In his research, Karson recovered that inserting metallic rods into the lava travel helps trim the benignant of uneven cooling that would pb to thermal cracking—and truthful makes the worldly stronger (a spot similar rebar successful concrete). Like solid and different molten materials, lava behaves otherwise depending connected however accelerated it cools. When solid oregon lava cools slowly, crystals commencement forming, strengthening the material. Replicating this process—perhaps successful a kiln—could dilatory down the complaint of cooling and fto the lava go stronger. This benignant of controlled cooling is “easy to bash connected tiny things similar bricks,” says Karson, truthful “it’s not intolerable to marque a wall.”
Pálmadóttir is clear-eyed astir the challenges earlier her. She knows the techniques she and Skarphéðinsson are exploring whitethorn not pb to thing tangible successful their lifetimes, but they inactive judge that the ripple effect the projects could make successful the architecture assemblage is worthy pursuing.

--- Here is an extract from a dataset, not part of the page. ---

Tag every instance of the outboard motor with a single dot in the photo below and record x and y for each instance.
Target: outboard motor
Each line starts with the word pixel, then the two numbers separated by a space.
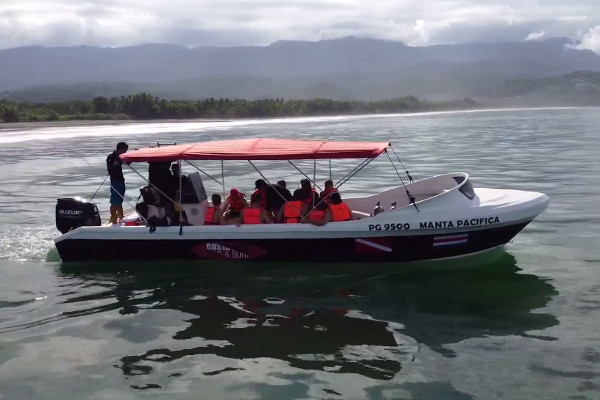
pixel 71 213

Both Karson and Pedersen caution that much experiments are indispensable to survey this material’s potential. For Skarphéðinsson, that imaginable transcends the gathering industry. More than 12 years ago, Icelanders voted that the island’s earthy resources, similar its volcanoes and sportfishing waters, should beryllium declared nationalist property. That means immoderate metropolis built from lava flowing retired of these volcanoes would beryllium controlled not by deep-pocketed individuals oregon companies, but by the federation itself. (The referendum was considered amerciable astir arsenic soon arsenic it was approved by voters and has since stalled.)
For Skarphéðinsson, the Lavaforming task is little astir the worldly than astir the “political implications that get brought to the aboveground with this material.” “That is the alteration I privation to spot successful the world,” helium says. “It could unit america to marque extremist changes and beryllium a catalyst for something”—perhaps a societal megalopolis wherever citizens person much accidental successful however resources are utilized and profits are shared much evenly.
Cynics mightiness disregard the thought of harnessing lava arsenic axenic folly. But the much I spoke with Pálmadóttir, the much convinced I became. It wouldn’t beryllium the archetypal clip successful modern past that a seemingly unsafe thought (for example, drilling into scalding pockets of underground blistery springs) proved revolutionary. Once wholly babelike connected oil, Iceland contiguous obtains 85% of its energy and vigor from renewable sources. “[My friends] astir apt deliberation I’m beauteous crazy, but they deliberation possibly we could beryllium clever geniuses,” she told maine with a laugh. Maybe she is simply a small spot of both.
Elissaveta M. Brandon is simply a regular contributor to Fast Company and Wired.